Many of you will be aware of IOSCO and its work as the recognized global standards setter for securities regulation. With its 109 regulator members IOSCO actively promotes its 30 broad Principles for securities regulation for full implementation in the regulatory framework of every member jurisdiction. These Principles do not constitute rules and regulations which if implemented would achieve convergence between regulators. They are rather a set of benchmark standards against which any jurisdiction is able to measure and align their own laws in a manner consistent with their own priorities, traditions, market developments and conditions and legal frameworks. As such they provide a foundation or set of building blocks to enable mutual recognition, or recognition of equivalence between jurisdictions to occur.
Another important element of any mutual recognition arrangement will, of course, be the ability for regulators to share information and co-operate to engage in effective enforcement across borders. To this end too, IOSCO has developed the facility, through its Multilateral Memorandum of Understanding (IOSCO MMOU) to which members can sign up. As signatories the securities regulators can gather information from their counterparts overseas on cases of insider trading or other securities law violations that they are investigating. There are currently some 65 jurisdictions from around the world that have either signed on to the IOSCO MMOU or committed to making the changes necessary to do so, and IOSCO has set the bold objective of having all member jurisdictions signed up or committed to do so by 2010.
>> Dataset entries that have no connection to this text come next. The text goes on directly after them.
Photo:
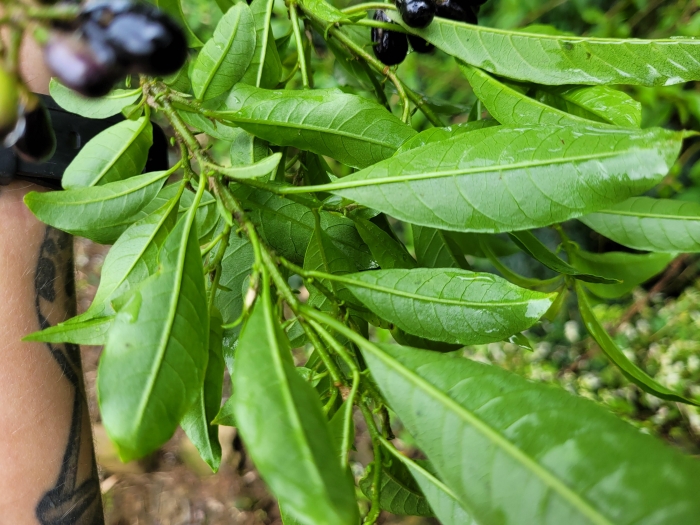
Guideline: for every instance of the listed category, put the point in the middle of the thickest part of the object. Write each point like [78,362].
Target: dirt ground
[174,486]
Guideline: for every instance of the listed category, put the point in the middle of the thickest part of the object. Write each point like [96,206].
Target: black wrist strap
[72,133]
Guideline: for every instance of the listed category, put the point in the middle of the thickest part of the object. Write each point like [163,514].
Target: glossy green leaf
[265,69]
[153,365]
[453,306]
[656,225]
[531,245]
[91,212]
[90,332]
[351,129]
[386,250]
[489,433]
[630,269]
[224,58]
[101,107]
[399,493]
[602,103]
[436,249]
[631,371]
[556,60]
[282,424]
[506,179]
[174,9]
[117,153]
[197,420]
[511,107]
[288,227]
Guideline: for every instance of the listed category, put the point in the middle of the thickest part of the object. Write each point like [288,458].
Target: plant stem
[301,55]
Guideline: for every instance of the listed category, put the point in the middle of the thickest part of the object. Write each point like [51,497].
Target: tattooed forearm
[72,500]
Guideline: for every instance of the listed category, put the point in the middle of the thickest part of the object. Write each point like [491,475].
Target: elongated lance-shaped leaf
[602,103]
[398,491]
[224,58]
[153,364]
[507,179]
[489,433]
[450,305]
[90,332]
[533,246]
[265,68]
[387,251]
[101,107]
[197,421]
[174,9]
[655,225]
[288,227]
[631,269]
[512,107]
[92,212]
[114,154]
[631,371]
[557,59]
[435,249]
[349,128]
[282,424]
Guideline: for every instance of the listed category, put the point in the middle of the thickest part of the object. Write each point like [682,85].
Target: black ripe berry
[145,39]
[420,45]
[36,141]
[457,10]
[416,13]
[88,66]
[390,47]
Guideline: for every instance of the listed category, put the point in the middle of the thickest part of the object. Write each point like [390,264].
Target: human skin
[47,465]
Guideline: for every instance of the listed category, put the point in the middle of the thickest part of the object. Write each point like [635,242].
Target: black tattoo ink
[67,503]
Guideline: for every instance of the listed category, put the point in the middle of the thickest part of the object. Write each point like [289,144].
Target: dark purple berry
[455,10]
[36,141]
[420,45]
[390,47]
[145,39]
[88,67]
[416,13]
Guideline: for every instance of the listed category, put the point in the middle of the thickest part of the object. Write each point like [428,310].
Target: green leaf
[505,179]
[655,225]
[90,332]
[351,129]
[556,60]
[399,493]
[174,9]
[511,107]
[114,154]
[531,245]
[282,424]
[631,371]
[453,306]
[388,252]
[602,103]
[288,227]
[265,69]
[197,421]
[435,249]
[224,58]
[101,107]
[92,212]
[159,339]
[488,433]
[630,268]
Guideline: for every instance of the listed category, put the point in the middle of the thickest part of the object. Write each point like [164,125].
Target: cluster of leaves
[199,275]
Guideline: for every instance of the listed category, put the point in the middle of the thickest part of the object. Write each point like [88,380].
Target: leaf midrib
[494,436]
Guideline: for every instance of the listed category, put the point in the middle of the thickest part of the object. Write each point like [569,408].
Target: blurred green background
[657,326]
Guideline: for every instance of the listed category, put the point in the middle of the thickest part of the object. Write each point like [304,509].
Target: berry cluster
[391,47]
[113,38]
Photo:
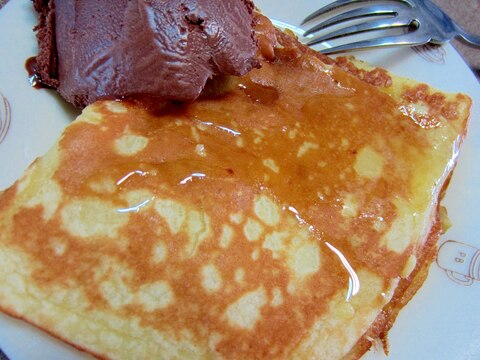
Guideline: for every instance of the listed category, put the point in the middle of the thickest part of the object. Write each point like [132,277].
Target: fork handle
[467,37]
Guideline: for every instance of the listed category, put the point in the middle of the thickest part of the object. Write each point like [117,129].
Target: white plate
[443,319]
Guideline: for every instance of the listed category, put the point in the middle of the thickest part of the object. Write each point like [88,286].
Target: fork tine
[380,24]
[332,6]
[410,39]
[376,10]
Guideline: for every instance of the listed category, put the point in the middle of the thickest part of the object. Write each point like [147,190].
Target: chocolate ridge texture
[167,49]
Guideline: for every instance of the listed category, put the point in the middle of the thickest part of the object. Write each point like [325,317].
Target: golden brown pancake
[288,215]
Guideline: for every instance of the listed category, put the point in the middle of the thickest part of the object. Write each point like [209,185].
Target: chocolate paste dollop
[89,49]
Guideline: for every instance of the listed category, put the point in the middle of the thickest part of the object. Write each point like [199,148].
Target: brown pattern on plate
[431,52]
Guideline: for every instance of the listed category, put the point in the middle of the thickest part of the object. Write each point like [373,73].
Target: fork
[422,21]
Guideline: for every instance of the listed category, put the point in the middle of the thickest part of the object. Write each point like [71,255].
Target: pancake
[287,214]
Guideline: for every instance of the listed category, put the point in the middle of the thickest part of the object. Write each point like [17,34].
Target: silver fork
[422,20]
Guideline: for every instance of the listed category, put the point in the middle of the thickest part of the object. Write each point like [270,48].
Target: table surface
[466,13]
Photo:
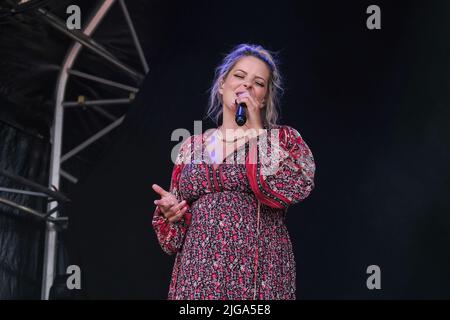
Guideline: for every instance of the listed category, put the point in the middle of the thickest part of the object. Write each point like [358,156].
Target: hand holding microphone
[247,106]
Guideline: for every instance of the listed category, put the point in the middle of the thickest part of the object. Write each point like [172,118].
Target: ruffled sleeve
[171,235]
[280,168]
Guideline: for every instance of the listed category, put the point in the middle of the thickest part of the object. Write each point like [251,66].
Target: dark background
[371,104]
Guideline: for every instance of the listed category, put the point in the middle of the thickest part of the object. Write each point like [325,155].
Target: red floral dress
[233,242]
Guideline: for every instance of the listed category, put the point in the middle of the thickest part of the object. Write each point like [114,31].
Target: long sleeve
[289,178]
[171,235]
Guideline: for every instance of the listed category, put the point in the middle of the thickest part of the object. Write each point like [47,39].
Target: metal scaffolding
[82,39]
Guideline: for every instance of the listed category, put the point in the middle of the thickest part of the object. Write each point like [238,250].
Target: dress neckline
[216,166]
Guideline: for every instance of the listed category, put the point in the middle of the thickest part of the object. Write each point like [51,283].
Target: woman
[224,215]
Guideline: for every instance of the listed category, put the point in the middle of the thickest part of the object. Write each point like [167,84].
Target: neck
[229,122]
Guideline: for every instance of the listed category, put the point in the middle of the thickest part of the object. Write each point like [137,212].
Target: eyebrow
[255,76]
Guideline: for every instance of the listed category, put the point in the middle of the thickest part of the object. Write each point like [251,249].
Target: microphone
[241,117]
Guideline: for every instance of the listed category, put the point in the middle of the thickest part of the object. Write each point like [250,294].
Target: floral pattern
[232,242]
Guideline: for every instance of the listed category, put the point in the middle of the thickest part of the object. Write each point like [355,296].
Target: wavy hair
[270,109]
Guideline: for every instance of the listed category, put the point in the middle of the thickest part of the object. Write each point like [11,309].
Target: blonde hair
[270,110]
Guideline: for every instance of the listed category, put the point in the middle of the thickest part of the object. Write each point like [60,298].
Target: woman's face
[248,74]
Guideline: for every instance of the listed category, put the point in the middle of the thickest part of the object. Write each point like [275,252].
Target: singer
[224,218]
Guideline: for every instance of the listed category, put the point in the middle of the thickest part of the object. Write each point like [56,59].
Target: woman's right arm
[171,234]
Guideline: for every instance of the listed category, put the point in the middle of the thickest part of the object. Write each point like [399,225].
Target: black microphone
[241,117]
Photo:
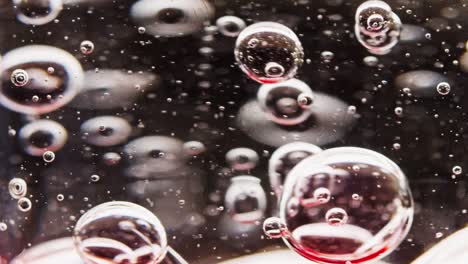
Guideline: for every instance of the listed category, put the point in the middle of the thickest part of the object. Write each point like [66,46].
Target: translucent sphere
[245,199]
[269,52]
[41,136]
[365,212]
[284,159]
[377,28]
[37,12]
[45,91]
[171,18]
[280,101]
[120,232]
[105,131]
[230,26]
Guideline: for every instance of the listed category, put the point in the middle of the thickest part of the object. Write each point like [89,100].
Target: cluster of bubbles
[377,27]
[343,205]
[269,52]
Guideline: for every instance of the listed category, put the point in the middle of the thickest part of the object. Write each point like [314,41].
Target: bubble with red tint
[321,218]
[269,52]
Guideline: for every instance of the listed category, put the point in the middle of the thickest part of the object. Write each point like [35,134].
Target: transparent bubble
[19,77]
[269,52]
[37,12]
[120,232]
[24,204]
[105,131]
[86,47]
[345,229]
[284,159]
[51,90]
[377,27]
[443,88]
[40,136]
[230,26]
[280,101]
[17,188]
[245,199]
[48,156]
[242,159]
[171,18]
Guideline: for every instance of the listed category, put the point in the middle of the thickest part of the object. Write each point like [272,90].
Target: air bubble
[269,52]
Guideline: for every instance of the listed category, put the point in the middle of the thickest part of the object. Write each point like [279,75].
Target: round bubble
[120,232]
[377,28]
[269,52]
[40,136]
[341,229]
[171,18]
[280,101]
[45,91]
[284,159]
[109,89]
[242,159]
[37,12]
[230,26]
[105,131]
[245,199]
IOSCO is pivotal in bringing together securities regulators from around the world, and its Principles and MMOU are fundamental building blocks to the achievement of cooperation.
Some other developments have occurred more recently which are providing the pathway for mutual recognition to more easily occur.
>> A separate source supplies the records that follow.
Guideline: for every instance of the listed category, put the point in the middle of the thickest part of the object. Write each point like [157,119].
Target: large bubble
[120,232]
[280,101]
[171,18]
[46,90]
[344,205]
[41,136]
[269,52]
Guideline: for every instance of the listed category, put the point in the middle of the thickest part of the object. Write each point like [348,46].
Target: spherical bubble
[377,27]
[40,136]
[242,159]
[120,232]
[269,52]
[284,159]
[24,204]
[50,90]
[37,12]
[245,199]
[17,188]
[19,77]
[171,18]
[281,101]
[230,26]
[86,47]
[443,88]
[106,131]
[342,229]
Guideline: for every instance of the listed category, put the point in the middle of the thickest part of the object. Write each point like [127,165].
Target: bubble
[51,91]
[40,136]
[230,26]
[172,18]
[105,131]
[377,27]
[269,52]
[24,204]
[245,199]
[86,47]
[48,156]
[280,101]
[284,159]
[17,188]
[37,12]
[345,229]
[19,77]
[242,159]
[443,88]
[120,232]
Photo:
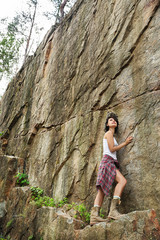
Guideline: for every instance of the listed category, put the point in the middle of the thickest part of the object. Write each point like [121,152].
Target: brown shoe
[113,213]
[95,216]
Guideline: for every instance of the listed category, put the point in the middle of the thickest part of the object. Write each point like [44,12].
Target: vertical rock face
[103,57]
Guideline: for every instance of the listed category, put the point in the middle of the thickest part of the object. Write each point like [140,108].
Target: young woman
[109,171]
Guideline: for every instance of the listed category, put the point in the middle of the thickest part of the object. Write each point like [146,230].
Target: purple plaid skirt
[106,173]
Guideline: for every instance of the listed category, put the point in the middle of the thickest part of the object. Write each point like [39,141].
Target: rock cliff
[103,57]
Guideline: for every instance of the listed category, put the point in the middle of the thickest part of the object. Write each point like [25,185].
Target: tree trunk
[62,6]
[30,33]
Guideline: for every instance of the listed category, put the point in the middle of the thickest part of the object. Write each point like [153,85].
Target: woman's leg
[121,182]
[99,198]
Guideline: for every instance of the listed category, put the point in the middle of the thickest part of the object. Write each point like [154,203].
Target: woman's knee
[123,181]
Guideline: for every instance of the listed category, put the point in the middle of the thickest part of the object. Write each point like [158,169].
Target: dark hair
[115,117]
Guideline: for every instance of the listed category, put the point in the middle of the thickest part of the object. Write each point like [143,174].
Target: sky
[8,9]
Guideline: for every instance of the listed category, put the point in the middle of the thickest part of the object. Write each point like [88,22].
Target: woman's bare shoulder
[108,134]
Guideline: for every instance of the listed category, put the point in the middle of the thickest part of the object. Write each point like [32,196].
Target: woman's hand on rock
[129,140]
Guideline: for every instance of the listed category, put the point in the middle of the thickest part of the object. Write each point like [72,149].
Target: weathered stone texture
[25,221]
[104,56]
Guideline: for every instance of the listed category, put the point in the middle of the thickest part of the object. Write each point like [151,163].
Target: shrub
[22,179]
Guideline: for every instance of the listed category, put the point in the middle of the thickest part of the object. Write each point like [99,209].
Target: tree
[9,49]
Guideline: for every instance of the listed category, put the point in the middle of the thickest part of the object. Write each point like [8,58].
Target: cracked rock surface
[104,56]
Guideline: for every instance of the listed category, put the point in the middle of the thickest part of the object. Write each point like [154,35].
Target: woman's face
[112,123]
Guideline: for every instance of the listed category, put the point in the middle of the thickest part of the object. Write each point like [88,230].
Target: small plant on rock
[1,134]
[22,179]
[85,215]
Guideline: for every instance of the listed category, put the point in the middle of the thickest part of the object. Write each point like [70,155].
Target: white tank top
[106,148]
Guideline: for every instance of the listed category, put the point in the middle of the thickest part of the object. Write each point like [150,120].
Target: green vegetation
[40,200]
[30,237]
[1,133]
[22,179]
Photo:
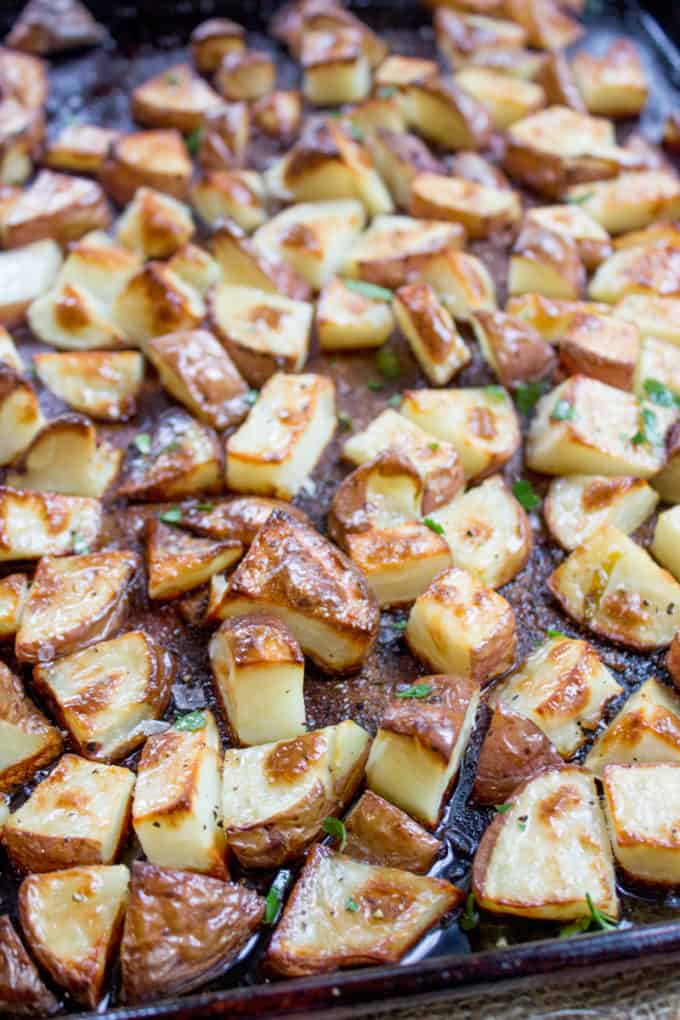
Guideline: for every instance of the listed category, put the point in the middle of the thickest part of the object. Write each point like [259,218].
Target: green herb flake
[335,828]
[526,495]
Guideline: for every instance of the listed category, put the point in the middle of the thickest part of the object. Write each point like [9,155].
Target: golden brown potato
[181,930]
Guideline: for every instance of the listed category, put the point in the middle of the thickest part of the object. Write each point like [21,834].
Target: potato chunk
[419,746]
[612,585]
[29,741]
[282,439]
[175,813]
[395,910]
[275,797]
[541,856]
[72,921]
[79,814]
[198,371]
[181,930]
[461,626]
[102,694]
[257,661]
[577,505]
[295,573]
[74,601]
Notably the work being done by the International Accounting Standards Board (IASB) towards a truly global set of high quality accounting standards is critical. It has opened up a mechanism for greater levels of convergence or co-operation across jurisdictions. The work towards the goal of a single set of global accounting standards, known as the International Financial Reporting Standards (IFRS) regime has been an ambitious and laudable undertaking, which has now gained global momentum, international recognition, and increasing commitment from around the world. The vision behind this is that a single worldwide set of standards will permit investors around the world to benefit from a high level of comparability and consistently high level of quality in financial reporting.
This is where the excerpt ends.